Today each of us has a small role to play working towards pocket parity. And if you’re giving a female friend or relative a gift for Christmas, make it – not a pricey handbag (lord, you could spend thousands) – but a copy of Hannah Carlson’s Pockets and a shirt with a pocket roomy enough to hold her cell phone.

 

Jean Godden
Jean Godden
Jean Godden wrote columns first for the Seattle Post-Intelligencer and late for the Seattle Times. In 2002, she quit to run for City Council where she served for 12 years. Since then she published a book of city stories titled “Citizen Jean.” She is now co-host of The Bridge aired on community station KMGP at 101.1 FM. You can email tips and comments to Jean at jgodden@blarg.net.

9 COMMENTS

  1. Sympathies to my colleague in need of pockets. I shared your fate for years following the blessed relief of leaving suits of however many pieces aside. Side pockets in trousers, two pockets often slim and not all that deep, were as restrictive as your often pocketless fashions. Rear pockets are worse when you end up sitting on their contents, or worse still rear pockets are a boon to pick-pockets, the easiest of all pockets to pick.
    As long as slim or just design lines that fall with elegance to enhance women’s looks prevail, you’re stuck. I don’t see women’s fashions going the casual route of suitless men, so we presumably both suffer from pocket deficit.
    Enter the vest. In may case rescued by my journalistic craft in TV and radio, and for current journalists, the all-in requirements of writing, texting, online filing, photography, and sound recording. Did I leave anything out?
    The photographer/fishing vest was my solution. My favorite old Banana Republic vest has, count-em, 28 pockets include the giant on my rump that can manage a 300mm lens or takeaway lunch.
    So the challenge changes. Are any designers listening? Elegant, stylish vests to enhance a woman’s wardrobe. Vests that have hidden well designed pockets to keep from looking like the lumps and bumps of the male variety.
    I am not asking for a revolution. Women’s vests are hardly a new idea. They’ve been around since before Joan of Arc who wore her’s in metal to ward off spears and arrows. The kinds of vests that a woman can wear to the office, to dinner, to the theatre or a rock concert, the possibilities are endless.
    I can see them now, the Godden line of vests.

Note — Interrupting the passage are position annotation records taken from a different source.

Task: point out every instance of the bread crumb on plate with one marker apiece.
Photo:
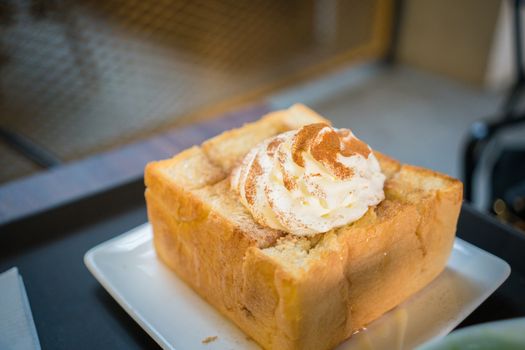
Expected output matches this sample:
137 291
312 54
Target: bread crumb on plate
208 340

    • As a male, I never put anything in my rear pockets. Besides the fear of pickpockets, it’s not comfortable to sit down with the pockets filled, and a friend once lost a wallet because he was slouching in a movie theater and it slid out of his back pocket. My phone, keys and wallet all go in my front pockets.

      When I was a bank teller years ago, we had to carry keychains for our teller stations and the like. Our female trainer recommended skirts with pockets to the female tellers for that purpose.

  2. If you’re looking for a reliable and efficient way to accidentally deliver your mobile phone into the toilet bowl in any restroom, you won’t fine a better one than that back pocket on any pair of women’s jeans.

  3. Afraid I’d be entering the game too late. There already is an outfit that produces women’s vests — in fact I have one. The maker is SCOTT-e-VEST and they are functional, yes; glamorous, no; but they have plenty of pockets (15 I think). Use my vest for grocery outings, but still forced to lug a purse to more formal events.

    As to Joan of Arc, I’m not so sure. Wasn’t it Mark Twain who complained in “A Connecticut Yankee in King Arthur’s Court” that there weren’t any pockets in armor?

    • True about the armor, but face it all you needed was a lance or a mace, and if you slayed the opponent, well, then we’re back to wearable, useful vests.

  4. I always carry a backpack or a messenger type bag with me. The problem is I can’t the item I need because I don’t know which section it’s in. And but I’m trying to check do I have all these items before I go out? There’s a panic in 15 minutes of going through pulling everything out and putting it back in.

    We need some sort of a magnetic device will make sure that all of those items are brought to you wherever you are.

    The next day you end up looking for things that could be at multiple jackets bags and everything you have is scattered through multiple accessories.